Ils accusent Agnès Buzyn, ancienne ministre de la Santé, et le Premier ministre Édouard Philippe de n’avoir pas pris les mesures nécessaires à endiguer le fléau du Covid-19, alors même qu’ils connaissaient les dangers de cette épidémie.Ils espèrent ainsi que les pouvoirs publics mettent les moyens nécessaires à disposition aujourd’hui, mais également dans le futur, pour prévenir d’autres épidémies. Spécialiste des questions de santé, Me Fabrice Di Vizio, leur avocat, explique leur démarche.
Comment ce collectif s’est-il créé et dans quel but ?
FABRICE DI VIZIO. Cela a commencé par des échanges informels autour de la situation épidémique, fin février, sur des forums et des réseaux sociaux. Ils étaient 6 ou 7, puis 15, 30, 60… Aujourd’hui, cela explose et c’est la traduction d’une colère générale des soignants. Ils ont progressivement pris conscience qu’ils manquaient de tout pour soigner correctement les gens et surtout éviter une propagation du virus. « Les masques arrivent », leur a dit le gouvernement fin février, et ils y ont cru. Début mars, quand ils ont compris qu’ils n’auraient pas les masques, on s’est mis à leur raconter qu’ils n’en avaient pas besoin… C’est en réalité un aveu d’impuissance et un mensonge, car la vérité, c’est que nous n’avions pas de stocks ! C’est alors que nous avons saisi la justice une première fois. (...)
Qu’avez-vous alors fait ?
Nous avons saisi le tribunal administratif en référé, le 4 mars. L’affaire n’était pas encore audiencée que le gouvernement revenait sur sa position et promettait la fourniture - effective cette fois - des masques. Ceux-ci ont fini par arriver, mais dans quelques endroits, et au compte-gouttes. La colère des soignants était d’autant plus grande qu’ils ont découvert qu’une entreprise française produit des masques… mais pour le compte du ministère de la Santé britannique, qui a passé commande avant la France ! (...)

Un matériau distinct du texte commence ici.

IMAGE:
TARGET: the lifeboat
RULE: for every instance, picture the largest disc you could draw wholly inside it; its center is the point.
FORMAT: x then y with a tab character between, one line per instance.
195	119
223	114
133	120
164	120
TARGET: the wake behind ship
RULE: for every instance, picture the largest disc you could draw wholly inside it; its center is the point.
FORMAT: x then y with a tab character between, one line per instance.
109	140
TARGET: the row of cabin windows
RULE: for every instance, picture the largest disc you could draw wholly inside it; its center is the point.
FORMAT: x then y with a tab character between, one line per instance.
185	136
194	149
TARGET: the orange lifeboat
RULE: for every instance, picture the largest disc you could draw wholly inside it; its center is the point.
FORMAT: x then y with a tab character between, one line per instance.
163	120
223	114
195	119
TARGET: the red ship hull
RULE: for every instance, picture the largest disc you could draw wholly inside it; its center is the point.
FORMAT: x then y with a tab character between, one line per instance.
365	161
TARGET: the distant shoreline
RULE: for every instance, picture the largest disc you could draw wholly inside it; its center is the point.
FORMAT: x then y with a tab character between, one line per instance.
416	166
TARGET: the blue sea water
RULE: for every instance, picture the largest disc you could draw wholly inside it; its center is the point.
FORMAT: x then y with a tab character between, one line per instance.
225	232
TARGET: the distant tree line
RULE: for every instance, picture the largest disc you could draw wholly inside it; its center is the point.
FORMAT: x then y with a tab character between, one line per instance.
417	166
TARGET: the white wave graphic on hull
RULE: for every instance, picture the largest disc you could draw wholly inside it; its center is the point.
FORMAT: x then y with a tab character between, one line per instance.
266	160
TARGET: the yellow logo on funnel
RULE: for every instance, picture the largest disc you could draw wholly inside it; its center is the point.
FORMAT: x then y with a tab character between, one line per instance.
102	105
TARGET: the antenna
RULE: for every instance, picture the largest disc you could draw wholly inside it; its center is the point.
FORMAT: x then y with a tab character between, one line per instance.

Les propos tenus par Agnès Buzyn dans le Monde le 17 mars ont fait l’effet d’une bombe et nourrissent notre plainte. En substance, elle explique qu’elle savait tout et n’a rien fait. Elle dit également avoir averti le gouvernement de l’imminence et de la gravité du péril. Ce qui jusque-là pouvait encore passer pour de l’incompétence relève, si l’on en croit ses propos, pour de la pure inconscience. C’est encore plus grave et cela nous démontre qu’il y a eu un mensonge d’Etat. Une enquête pénale est désormais indispensable pour connaître l’étendue de l’information que l’on a cachée aux Français et déterminer les responsabilités de chacun dans ce fiasco sanitaire. (...)
Qu’espérez-vous provoquer avec cette plainte ?
Pour la crise actuelle, faire prendre conscience à nos dirigeants qu’il faut désormais agir dans la transparence. Pour l’avenir, des sanctions exemplaires pour que cela ne se reproduise plus jamais. Sans condamnation, cela reviendrait à considérer que toutes ces morts – présentes et à venir – auront été inutiles.